The stuff I saw was in two places. One was a protected watershed, the other was a national park. 

There's a creek running a few miles from my house. I might be able to go down there and get some of the grass that's growing in the water (which is also growing on the land).


----------



## Ed (Sep 19, 2004)

There are a several plants that are sold for aquariums that normally grow as emersed plants. It just depends on how you want it to look.. There is a dwarf acorus (dwarf sweet flag) that is commonly sold as an aqurium plant or you can look at the dwarf sedges that are sometimes sold as shallow water pond plants. 

Ed


----------



## Percularis (Mar 22, 2011)

Ed said:


> There are a several plants that are sold for aquariums that normally grow as emersed plants. It just depends on how you want it to look.. There is a dwarf acorus (dwarf sweet flag) that is commonly sold as an aqurium plant or you can look at the dwarf sedges that are sometimes sold as shallow water pond plants.
> 
> Ed


Thanks. I'll take a look at those next time I go to petco/petsmart. I'm going to go down to a local creek tomorrow to see if it has the grass that is naturally in the species' habitat.


----------



## davecalk (Dec 17, 2008)

Ed said:


> There are a several plants that are sold for aquariums that normally grow as emersed plants. It just depends on how you want it to look.. There is a dwarf acorus (dwarf sweet flag) that is commonly sold as an aqurium plant or you can look at the dwarf sedges that are sometimes sold as shallow water pond plants.
> 
> Ed


That is a great idea. Shallow water plants are cool.

One thing to look out for whether you get plants from the pet store or plants from the wild, I have heard of horror stories of people loosing frogs due to dragon fly nymphs. The larvae like to hide in plant material and they aren't allows found. With wild plants you are much more likely to bring something home, and there is not nearly as big of a concern if you get the plants from the pet shop, but I have talked to a couple of folks who ended up bringing a nymph home from the store.

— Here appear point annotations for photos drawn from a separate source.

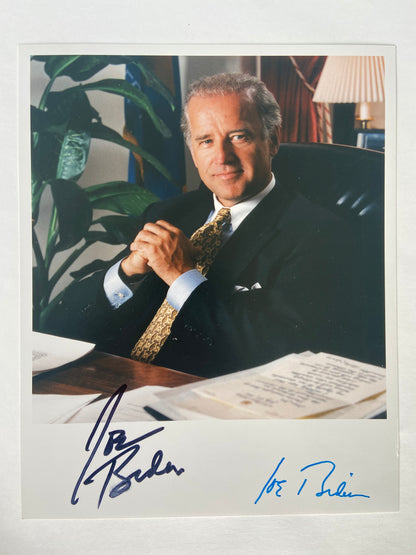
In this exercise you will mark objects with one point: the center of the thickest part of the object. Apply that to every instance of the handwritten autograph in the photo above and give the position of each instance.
(123, 452)
(276, 485)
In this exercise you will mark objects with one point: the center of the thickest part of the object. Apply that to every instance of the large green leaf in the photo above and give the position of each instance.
(77, 67)
(74, 155)
(45, 156)
(156, 84)
(71, 109)
(126, 90)
(94, 266)
(74, 212)
(120, 197)
(56, 65)
(118, 229)
(100, 131)
(81, 67)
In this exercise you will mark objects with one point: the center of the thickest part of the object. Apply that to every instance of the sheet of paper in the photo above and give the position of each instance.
(291, 387)
(53, 409)
(50, 351)
(130, 408)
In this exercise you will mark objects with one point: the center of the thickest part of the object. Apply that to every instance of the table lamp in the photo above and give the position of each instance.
(353, 79)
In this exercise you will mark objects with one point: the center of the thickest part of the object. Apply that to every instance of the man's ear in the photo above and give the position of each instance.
(274, 141)
(193, 157)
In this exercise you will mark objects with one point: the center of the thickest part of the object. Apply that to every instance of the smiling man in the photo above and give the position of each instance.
(241, 271)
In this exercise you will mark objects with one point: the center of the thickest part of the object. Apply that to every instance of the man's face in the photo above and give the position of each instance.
(228, 148)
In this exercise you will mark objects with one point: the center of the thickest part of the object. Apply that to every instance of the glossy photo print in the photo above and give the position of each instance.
(210, 317)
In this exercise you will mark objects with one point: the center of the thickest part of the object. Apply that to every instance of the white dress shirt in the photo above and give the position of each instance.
(118, 292)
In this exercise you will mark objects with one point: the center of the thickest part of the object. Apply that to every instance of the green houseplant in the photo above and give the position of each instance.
(62, 127)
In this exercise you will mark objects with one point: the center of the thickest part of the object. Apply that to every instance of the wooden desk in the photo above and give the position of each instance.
(103, 373)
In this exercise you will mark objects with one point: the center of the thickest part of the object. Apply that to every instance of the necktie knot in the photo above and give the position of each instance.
(208, 240)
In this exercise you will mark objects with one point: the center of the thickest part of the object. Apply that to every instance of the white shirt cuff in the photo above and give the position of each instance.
(116, 290)
(182, 287)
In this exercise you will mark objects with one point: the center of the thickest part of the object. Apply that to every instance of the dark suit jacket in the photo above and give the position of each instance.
(304, 259)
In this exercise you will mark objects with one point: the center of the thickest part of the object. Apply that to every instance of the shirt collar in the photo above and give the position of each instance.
(242, 209)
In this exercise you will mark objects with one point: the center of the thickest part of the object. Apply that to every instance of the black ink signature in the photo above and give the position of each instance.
(274, 484)
(115, 467)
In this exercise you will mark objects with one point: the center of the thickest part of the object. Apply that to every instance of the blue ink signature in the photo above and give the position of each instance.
(125, 452)
(274, 484)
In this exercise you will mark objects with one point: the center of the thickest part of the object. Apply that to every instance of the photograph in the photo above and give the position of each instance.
(210, 233)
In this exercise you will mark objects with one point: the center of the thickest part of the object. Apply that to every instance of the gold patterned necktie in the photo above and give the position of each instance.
(208, 239)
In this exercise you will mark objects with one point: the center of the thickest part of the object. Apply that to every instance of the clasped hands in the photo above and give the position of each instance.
(163, 248)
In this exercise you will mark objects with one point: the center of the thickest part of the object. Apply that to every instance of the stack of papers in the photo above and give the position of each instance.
(306, 385)
(51, 351)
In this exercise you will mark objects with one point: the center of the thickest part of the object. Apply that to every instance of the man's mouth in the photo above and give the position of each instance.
(228, 174)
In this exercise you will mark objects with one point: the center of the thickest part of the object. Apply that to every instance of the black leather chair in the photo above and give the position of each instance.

You can also bring home snail eggs on you plants as well. Just check out your plants and wash them down well before you transplant them.


----------



## Percularis (Mar 22, 2011)

davecalk said:


> That is a great idea. Shallow water plants are cool.
> 
> One thing to look out for whether you get plants from the pet store or plants from the wild, I have heard of horror stories of people loosing frogs due to dragon fly nymphs. The larvae like to hide in plant material and they aren't allows found. With wild plants you are much more likely to bring something home, and there is not nearly as big of a concern if you get the plants from the pet shop, but I have talked to a couple of folks who ended up bringing a nymph home from the store.
> 
> You can also bring home snail eggs on you plants as well. Just check out your plants and wash them down well before you transplant them.


Maybe I'll just leave the vivarium as it is for now. I have some parrot's feather in the back that is sort of similar to grass. It may even provide more cover than grass.


----------